What did surprise him is that in the very first email, he was offered a job as a housing co-ordinator for international students. He had never applied for a position with the company before, and they didn’t seem to see the need to verify who he was. What’s more, the company was located in Fredericton and Moncton, New Brunswick, more than 3 hours’ drive away from Cosh’s home in Pictou County, Nova Scotia.
“I thought it was a bit strange because they never wanted to have a face to face interview,” Cosh told the CBC.
However, Cosh was willing to give the opportunity a chance because the idea of working from home was extremely attractive as a person with cerebral palsy. It also came with a convincing pay rate: $50 per hour for tasks like copying and filing.
Cosh exchanged several emails with the supposed supervising manager for summer group and school year exchanges before being asked to submit forms with his personal information. He was then given a series of tests. Finally, he was asked to set up an Interac e-transfer, which set off alarm bells in Cosh’s mind. When he said that this would be difficult for him, as he was disabled and would have to be accompanied by someone else at the bank, it “made them a little nervous”, according to Cosh. After that, he never heard back from the company again.
When Cosh contacted the New Glasgow Police and the Atlantic region’s Better Business Bureau (BBB), he found that 40 other people had reported a similar scam attempt over the past five to six weeks. He now fears that his information may be used for identity theft, and is certain that if he had set up an e-transfer with whoever was in contact with him, they would have attempted to steal his money. He thinks the scammers are intentionally targeting people with disabilities because they’re more vulnerable.

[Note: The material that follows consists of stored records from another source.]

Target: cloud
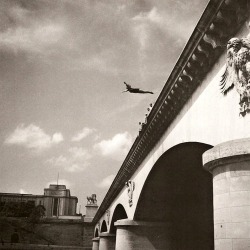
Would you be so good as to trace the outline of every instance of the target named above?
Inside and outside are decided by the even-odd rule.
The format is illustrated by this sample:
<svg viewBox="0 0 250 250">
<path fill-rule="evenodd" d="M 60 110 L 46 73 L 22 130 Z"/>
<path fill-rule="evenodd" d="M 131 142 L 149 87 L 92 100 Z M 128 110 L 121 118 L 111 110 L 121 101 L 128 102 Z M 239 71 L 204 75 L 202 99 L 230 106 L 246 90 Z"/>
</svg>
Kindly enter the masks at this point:
<svg viewBox="0 0 250 250">
<path fill-rule="evenodd" d="M 48 149 L 63 140 L 63 135 L 61 133 L 55 133 L 50 136 L 34 124 L 30 124 L 27 127 L 25 127 L 24 124 L 21 124 L 5 139 L 4 143 L 41 151 Z"/>
<path fill-rule="evenodd" d="M 114 49 L 102 48 L 101 52 L 93 52 L 89 56 L 80 57 L 74 61 L 74 70 L 88 70 L 100 73 L 117 74 L 117 65 L 114 60 L 117 57 L 113 53 Z"/>
<path fill-rule="evenodd" d="M 132 20 L 141 22 L 150 21 L 154 23 L 163 22 L 163 18 L 156 7 L 153 7 L 149 12 L 140 12 L 138 15 L 134 16 Z"/>
<path fill-rule="evenodd" d="M 53 134 L 52 136 L 52 141 L 54 143 L 60 143 L 62 142 L 64 139 L 63 139 L 63 135 L 61 133 L 55 133 Z"/>
<path fill-rule="evenodd" d="M 81 172 L 81 171 L 83 171 L 84 170 L 84 165 L 80 165 L 80 164 L 71 164 L 71 165 L 69 165 L 68 166 L 68 168 L 66 168 L 65 170 L 67 171 L 67 172 Z"/>
<path fill-rule="evenodd" d="M 83 171 L 91 159 L 90 153 L 82 147 L 69 148 L 67 155 L 52 157 L 46 161 L 52 166 L 61 167 L 67 172 Z"/>
<path fill-rule="evenodd" d="M 147 45 L 147 41 L 148 41 L 148 37 L 149 37 L 149 31 L 148 28 L 146 26 L 146 24 L 139 24 L 136 25 L 134 28 L 135 34 L 138 37 L 139 40 L 139 44 L 140 44 L 140 50 L 144 50 L 146 48 Z M 140 52 L 140 51 L 139 51 Z"/>
<path fill-rule="evenodd" d="M 164 23 L 164 19 L 156 7 L 149 12 L 140 12 L 132 18 L 132 21 L 135 23 L 134 34 L 139 40 L 140 50 L 144 50 L 147 46 L 152 24 L 162 25 Z"/>
<path fill-rule="evenodd" d="M 111 183 L 113 182 L 115 178 L 115 175 L 111 174 L 104 178 L 100 183 L 98 183 L 96 186 L 100 188 L 108 188 L 110 187 Z"/>
<path fill-rule="evenodd" d="M 139 45 L 139 74 L 142 79 L 145 79 L 146 60 L 150 56 L 149 51 L 152 47 L 157 47 L 157 43 L 162 39 L 161 32 L 159 30 L 165 29 L 164 18 L 160 15 L 158 9 L 153 7 L 150 11 L 140 12 L 132 19 L 133 34 Z M 157 32 L 155 32 L 157 30 Z M 156 42 L 157 41 L 157 42 Z"/>
<path fill-rule="evenodd" d="M 67 161 L 68 160 L 66 157 L 64 157 L 63 155 L 60 155 L 58 157 L 50 158 L 46 162 L 48 162 L 54 166 L 60 167 L 60 166 L 64 166 L 65 164 L 67 164 Z"/>
<path fill-rule="evenodd" d="M 156 35 L 156 33 L 153 32 L 156 28 L 161 30 L 161 35 L 167 34 L 168 36 L 174 36 L 177 39 L 186 40 L 187 34 L 190 33 L 190 25 L 186 22 L 186 25 L 180 26 L 177 22 L 178 18 L 179 13 L 178 15 L 175 14 L 170 16 L 166 11 L 158 10 L 156 7 L 153 7 L 148 12 L 140 12 L 134 16 L 131 20 L 134 22 L 134 35 L 139 40 L 141 45 L 140 49 L 152 46 L 150 40 Z M 178 28 L 176 24 L 178 25 Z M 165 38 L 165 36 L 163 37 Z"/>
<path fill-rule="evenodd" d="M 49 46 L 57 44 L 62 36 L 63 26 L 59 24 L 13 27 L 0 33 L 0 48 L 43 53 Z"/>
<path fill-rule="evenodd" d="M 80 159 L 80 160 L 89 160 L 90 159 L 90 154 L 88 151 L 84 148 L 81 147 L 72 147 L 69 149 L 69 153 L 72 156 L 72 159 Z"/>
<path fill-rule="evenodd" d="M 25 191 L 24 189 L 20 188 L 20 189 L 19 189 L 19 193 L 20 193 L 20 194 L 27 194 L 27 191 Z"/>
<path fill-rule="evenodd" d="M 122 160 L 132 145 L 132 137 L 128 132 L 116 134 L 110 140 L 102 140 L 94 145 L 94 149 L 103 156 Z"/>
<path fill-rule="evenodd" d="M 72 137 L 72 141 L 79 142 L 85 137 L 93 134 L 96 130 L 93 128 L 83 128 L 81 131 L 79 131 L 76 135 Z"/>
<path fill-rule="evenodd" d="M 51 13 L 48 5 L 39 3 L 1 5 L 0 50 L 50 53 L 50 48 L 58 47 L 67 33 L 64 21 L 55 18 L 56 15 L 53 18 Z"/>
</svg>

“It looks like such a good opportunity for people with disabilities to work from home. I think they could be easily targeted because they’re more desperate for employment,” he said.
The BBB is currently investigating four companies, which may or may not be connected, that have been offering similar fraudulent work-from-home opportunities.
“We are investigating it right now to see if there is a physical office location,” BBB spokesperson Jody MacArthur told the CBC.
If you receive a job offer without ever applying for the position, this is a sure sign of a scam. Other signs include unrealistically high salaries for simple tasks and being asked to wire money or fill out forms including personal information.
A credit monitoring service can help you track certain activities in your credit files and stay aware of potential identity theft.